Strona:Stanisław Antoni Wotowski - Złotowłosy sfinks.djvu/18

Ta strona została uwierzytelniona.

Może udać się o pomoc do władz i postarać się wedrzeć tam siłą? Lecz, czy władze mu wierzą? Czy nie wezmą go za obłąkańca? Czy staną po jego stronie? Zresztą, co im powie? Wszak Krysia...
Turski pochylił głowę i poczuł własną bezsilność.

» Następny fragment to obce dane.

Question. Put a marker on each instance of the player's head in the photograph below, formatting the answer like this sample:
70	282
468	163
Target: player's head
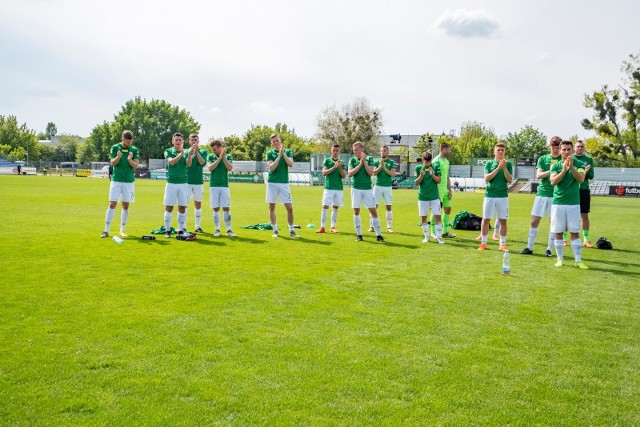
216	146
127	138
276	142
358	149
445	149
566	149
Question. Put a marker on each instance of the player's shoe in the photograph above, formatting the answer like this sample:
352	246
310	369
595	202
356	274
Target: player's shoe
581	266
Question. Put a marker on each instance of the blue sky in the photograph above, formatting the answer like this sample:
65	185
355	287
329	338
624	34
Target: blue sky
430	65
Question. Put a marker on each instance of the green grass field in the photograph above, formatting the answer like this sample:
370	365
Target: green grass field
316	331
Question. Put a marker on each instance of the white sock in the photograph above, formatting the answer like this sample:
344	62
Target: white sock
124	215
358	223
109	218
576	247
227	220
533	233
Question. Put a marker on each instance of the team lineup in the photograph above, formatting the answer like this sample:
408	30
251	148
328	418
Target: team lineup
562	195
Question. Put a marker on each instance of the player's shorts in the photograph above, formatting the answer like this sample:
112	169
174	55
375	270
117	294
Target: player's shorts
491	205
195	191
278	192
219	197
380	192
121	189
542	206
362	197
176	193
565	218
585	201
424	205
332	197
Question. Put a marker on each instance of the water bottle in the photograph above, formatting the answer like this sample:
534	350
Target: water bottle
506	268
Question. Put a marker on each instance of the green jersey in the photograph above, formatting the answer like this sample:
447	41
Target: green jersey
545	189
567	191
123	172
220	175
586	159
281	173
428	189
176	174
383	179
194	173
498	186
361	180
333	181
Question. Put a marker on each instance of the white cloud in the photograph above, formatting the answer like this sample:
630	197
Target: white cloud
467	24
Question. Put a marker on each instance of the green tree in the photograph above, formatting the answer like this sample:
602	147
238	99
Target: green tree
356	121
152	124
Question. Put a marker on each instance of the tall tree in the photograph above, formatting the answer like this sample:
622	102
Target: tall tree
356	121
152	123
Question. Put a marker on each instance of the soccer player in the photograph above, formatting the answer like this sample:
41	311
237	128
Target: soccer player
279	160
360	172
428	178
497	175
566	177
384	170
585	193
544	196
195	183
333	170
176	188
219	164
124	159
444	190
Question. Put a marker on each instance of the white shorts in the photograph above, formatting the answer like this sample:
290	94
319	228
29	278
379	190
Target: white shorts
424	205
195	191
491	205
332	197
541	206
362	197
220	197
176	193
380	192
277	191
565	218
121	189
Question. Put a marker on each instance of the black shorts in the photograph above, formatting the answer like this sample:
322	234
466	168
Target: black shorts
585	201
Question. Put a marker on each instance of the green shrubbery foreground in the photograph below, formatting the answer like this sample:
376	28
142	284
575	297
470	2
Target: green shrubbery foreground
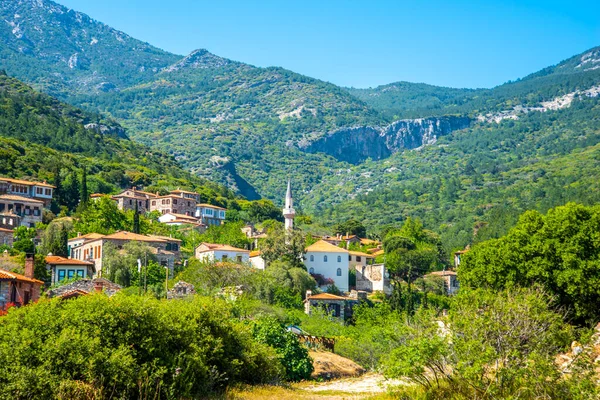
139	347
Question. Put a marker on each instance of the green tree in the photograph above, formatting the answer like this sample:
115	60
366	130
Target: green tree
559	250
293	356
352	227
282	245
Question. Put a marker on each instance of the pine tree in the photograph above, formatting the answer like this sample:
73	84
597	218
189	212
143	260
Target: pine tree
136	219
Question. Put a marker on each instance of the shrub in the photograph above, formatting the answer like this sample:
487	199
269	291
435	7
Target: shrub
128	347
294	357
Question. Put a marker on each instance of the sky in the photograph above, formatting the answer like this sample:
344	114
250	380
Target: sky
367	43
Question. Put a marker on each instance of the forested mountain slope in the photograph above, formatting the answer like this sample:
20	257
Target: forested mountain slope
40	136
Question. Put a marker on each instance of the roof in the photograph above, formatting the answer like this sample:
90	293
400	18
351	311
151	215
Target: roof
209	206
92	236
7	275
184	191
442	273
20	198
22	182
181	216
325	247
326	296
361	254
220	247
168	238
57	260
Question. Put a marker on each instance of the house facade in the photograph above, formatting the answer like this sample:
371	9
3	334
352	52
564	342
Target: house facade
21	211
166	250
175	204
6	236
329	261
210	215
450	278
62	268
19	289
34	190
210	252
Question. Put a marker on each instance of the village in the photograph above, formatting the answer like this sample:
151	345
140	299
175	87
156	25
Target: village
330	260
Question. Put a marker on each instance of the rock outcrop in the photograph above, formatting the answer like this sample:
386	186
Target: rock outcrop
356	144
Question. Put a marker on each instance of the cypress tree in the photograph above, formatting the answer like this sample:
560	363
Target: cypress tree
84	192
136	219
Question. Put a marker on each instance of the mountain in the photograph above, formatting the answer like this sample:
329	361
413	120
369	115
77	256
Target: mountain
64	52
40	135
466	161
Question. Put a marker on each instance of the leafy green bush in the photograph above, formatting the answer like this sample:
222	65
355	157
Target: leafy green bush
128	347
294	357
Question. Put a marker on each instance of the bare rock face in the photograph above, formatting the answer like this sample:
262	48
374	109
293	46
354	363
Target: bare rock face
356	144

Raptem, w jego mózgu zaświtała myśl.
Natychmiast uda się do domu. Korzystając z nieobecności Krysi, przetrząśnie jej rzeczy. A nuż natrafi na ślad tylu dręczących go zagadek. Hrabianka Kira.. Książę Ostrogski...
Jak oszalały popędził do domu. Oczekiwała go nowa niespodzianka.

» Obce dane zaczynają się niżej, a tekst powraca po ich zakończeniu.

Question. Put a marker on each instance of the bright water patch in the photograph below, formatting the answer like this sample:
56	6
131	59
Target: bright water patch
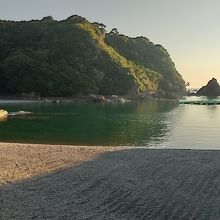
163	124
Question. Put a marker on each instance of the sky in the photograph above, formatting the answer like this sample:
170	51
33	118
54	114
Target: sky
188	29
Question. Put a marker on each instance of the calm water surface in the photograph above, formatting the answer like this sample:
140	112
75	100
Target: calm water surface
163	124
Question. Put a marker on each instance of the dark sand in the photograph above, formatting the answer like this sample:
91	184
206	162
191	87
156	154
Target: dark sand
108	184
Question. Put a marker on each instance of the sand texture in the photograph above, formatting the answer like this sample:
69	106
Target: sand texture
108	184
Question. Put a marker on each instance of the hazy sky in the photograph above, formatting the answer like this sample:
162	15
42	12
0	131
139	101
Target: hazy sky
188	29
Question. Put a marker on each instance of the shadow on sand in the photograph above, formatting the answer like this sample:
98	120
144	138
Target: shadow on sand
127	184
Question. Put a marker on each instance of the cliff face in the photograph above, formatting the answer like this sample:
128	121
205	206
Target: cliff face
74	56
211	89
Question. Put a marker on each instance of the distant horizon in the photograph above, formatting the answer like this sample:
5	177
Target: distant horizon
187	30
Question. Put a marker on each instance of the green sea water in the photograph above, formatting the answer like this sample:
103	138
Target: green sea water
163	124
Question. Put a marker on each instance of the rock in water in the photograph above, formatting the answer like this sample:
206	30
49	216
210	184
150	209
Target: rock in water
211	89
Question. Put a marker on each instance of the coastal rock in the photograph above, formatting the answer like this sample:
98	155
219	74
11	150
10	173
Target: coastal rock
211	89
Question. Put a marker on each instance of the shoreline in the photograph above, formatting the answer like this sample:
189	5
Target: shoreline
65	182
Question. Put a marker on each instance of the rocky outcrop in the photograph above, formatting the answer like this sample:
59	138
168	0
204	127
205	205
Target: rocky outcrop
211	89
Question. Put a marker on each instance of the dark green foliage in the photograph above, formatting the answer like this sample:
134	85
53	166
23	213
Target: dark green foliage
70	57
155	57
212	89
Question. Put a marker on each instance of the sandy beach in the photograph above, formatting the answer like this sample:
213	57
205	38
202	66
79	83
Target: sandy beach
70	182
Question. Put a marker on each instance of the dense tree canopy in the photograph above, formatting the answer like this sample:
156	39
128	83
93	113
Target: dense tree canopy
74	56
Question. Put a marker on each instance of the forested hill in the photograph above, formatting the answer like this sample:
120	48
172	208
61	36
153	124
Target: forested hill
74	56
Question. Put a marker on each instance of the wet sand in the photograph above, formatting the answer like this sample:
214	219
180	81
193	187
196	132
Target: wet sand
58	182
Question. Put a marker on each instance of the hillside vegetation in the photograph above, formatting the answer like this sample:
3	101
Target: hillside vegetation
74	56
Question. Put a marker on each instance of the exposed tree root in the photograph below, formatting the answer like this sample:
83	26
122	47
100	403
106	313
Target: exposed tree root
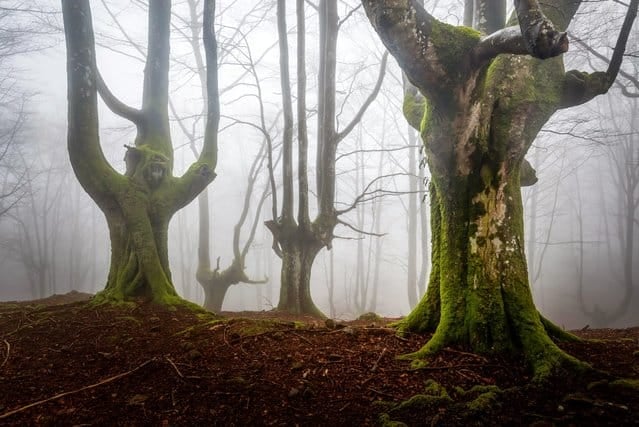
556	332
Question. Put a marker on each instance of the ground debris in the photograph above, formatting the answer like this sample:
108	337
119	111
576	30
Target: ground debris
151	366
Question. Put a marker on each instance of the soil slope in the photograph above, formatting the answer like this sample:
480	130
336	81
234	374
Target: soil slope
64	362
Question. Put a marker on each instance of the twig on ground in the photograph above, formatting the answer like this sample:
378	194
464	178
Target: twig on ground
67	393
302	338
374	368
381	393
174	367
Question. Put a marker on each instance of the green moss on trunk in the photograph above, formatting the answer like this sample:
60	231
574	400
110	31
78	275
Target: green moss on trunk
298	256
479	296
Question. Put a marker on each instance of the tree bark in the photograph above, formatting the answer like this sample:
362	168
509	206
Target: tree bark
297	262
482	112
138	204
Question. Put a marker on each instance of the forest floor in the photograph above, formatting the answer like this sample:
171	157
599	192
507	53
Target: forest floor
64	362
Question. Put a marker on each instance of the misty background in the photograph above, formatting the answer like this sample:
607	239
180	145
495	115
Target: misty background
582	217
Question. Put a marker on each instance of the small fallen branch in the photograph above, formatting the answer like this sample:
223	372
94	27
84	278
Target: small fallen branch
374	368
67	393
174	367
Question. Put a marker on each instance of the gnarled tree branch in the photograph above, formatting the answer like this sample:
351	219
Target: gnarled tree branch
581	87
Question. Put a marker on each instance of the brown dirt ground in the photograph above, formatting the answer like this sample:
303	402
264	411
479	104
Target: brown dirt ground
63	362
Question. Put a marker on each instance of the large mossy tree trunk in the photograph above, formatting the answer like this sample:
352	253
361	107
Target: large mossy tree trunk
140	203
481	102
298	254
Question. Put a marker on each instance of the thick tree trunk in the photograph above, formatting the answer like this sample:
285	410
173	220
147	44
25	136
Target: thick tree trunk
298	256
139	259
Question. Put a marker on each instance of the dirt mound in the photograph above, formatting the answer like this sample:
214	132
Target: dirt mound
56	299
145	365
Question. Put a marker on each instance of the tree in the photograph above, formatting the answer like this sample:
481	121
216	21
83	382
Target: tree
297	238
138	204
21	31
486	94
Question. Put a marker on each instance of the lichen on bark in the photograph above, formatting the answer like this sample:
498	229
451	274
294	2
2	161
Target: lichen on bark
478	121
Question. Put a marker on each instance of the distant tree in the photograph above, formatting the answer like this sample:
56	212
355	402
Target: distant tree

— Pani już dawno wróciła! — oświadczył, uśmiechając się dziwnie dozorca.
— Co? Wróciła! — nie wierzył Turski własnym uszom.

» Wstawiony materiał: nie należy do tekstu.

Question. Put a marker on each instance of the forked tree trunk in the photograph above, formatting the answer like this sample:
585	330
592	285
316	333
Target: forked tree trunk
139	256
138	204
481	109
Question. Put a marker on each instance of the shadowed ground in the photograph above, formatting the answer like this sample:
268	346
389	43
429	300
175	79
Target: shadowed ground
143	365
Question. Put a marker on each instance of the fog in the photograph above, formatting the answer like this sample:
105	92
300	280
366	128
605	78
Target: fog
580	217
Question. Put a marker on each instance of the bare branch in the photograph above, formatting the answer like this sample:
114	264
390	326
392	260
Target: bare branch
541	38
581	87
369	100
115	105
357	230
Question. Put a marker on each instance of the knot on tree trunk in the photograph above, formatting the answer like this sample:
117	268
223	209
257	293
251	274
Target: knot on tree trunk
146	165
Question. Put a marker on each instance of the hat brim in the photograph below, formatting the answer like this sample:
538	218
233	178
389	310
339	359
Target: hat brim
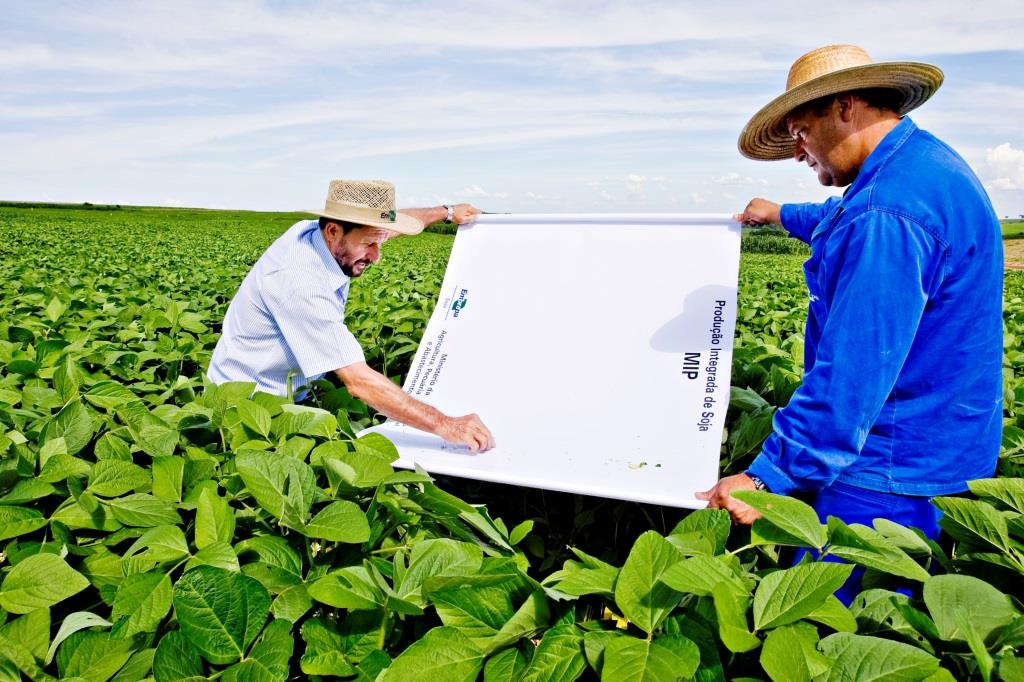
403	224
765	137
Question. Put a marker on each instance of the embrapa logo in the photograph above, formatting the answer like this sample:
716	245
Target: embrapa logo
459	303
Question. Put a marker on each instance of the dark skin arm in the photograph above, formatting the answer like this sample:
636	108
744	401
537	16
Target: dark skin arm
376	390
720	497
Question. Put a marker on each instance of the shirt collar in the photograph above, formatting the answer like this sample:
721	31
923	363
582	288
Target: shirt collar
893	140
335	278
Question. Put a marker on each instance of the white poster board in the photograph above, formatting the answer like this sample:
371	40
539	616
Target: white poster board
597	348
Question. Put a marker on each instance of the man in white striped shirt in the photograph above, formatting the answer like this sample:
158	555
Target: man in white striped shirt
286	325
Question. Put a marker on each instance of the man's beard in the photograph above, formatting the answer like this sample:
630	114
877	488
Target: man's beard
351	269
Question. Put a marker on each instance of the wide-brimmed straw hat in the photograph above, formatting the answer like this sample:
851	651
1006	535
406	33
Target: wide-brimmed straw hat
367	203
828	71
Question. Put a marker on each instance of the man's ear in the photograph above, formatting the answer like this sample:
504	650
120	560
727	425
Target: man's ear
845	101
331	231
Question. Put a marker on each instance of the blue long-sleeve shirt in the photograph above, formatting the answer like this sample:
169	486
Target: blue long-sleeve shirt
903	348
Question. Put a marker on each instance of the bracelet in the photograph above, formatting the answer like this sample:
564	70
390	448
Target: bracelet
758	483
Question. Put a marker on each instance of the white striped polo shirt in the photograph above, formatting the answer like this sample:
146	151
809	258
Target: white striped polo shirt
287	317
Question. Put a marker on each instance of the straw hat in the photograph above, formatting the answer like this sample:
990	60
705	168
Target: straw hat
828	71
367	203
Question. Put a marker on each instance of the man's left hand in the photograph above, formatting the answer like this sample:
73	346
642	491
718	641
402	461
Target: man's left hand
720	497
463	214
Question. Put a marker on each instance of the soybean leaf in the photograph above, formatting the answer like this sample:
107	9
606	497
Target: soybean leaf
113	477
443	653
865	658
594	643
558	656
72	624
699	574
784	520
168	475
163	543
16	521
142	600
255	417
861	545
282	485
507	666
1011	668
291	603
531	616
268	659
667	657
589	576
782	655
785	596
218	554
23	659
348	588
340	521
325	652
974	640
74	424
1010	492
177	661
519	531
834	614
712	523
214	519
38	582
138	667
220	611
477	610
987	608
143	510
93	656
974	521
641	595
32	632
908	540
730	610
439	556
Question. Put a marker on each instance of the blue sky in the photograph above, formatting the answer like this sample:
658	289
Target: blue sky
528	107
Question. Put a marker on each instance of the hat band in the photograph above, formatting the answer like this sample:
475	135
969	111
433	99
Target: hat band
359	213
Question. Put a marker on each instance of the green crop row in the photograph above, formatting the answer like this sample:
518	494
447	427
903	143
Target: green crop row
155	527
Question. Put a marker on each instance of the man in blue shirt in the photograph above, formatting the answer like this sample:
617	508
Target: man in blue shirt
901	397
286	325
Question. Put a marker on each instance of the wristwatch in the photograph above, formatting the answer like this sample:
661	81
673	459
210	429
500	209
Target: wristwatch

— Tak, dobry już kawałek czasu!
Gorączkowo wpadł do mieszkania. W rzeczy samej, w jasno oświetlonej sypialni, leżała w łóżku jego żona, jakgdyby ani na chwilę nie opuszczała swego posłania.
— Ty? Ty... — jął bełkotać.
— Poszłam do sąsiedniej apteki po proszek! — odrzekła w odpowiedzi, widocznie uważając, że winna mu jest wyjaśnienie. — Tak dokuczała mi migrena, że dłużej nie mogłam się obyć bez lekarstwa, a ciebie nie chciałam budzić, bo spałeś, przecież smacznie... Lecz i ty, słyszałam od dozorcy, wychodziłeś z domu. Czy zaszło coś niezwykłego?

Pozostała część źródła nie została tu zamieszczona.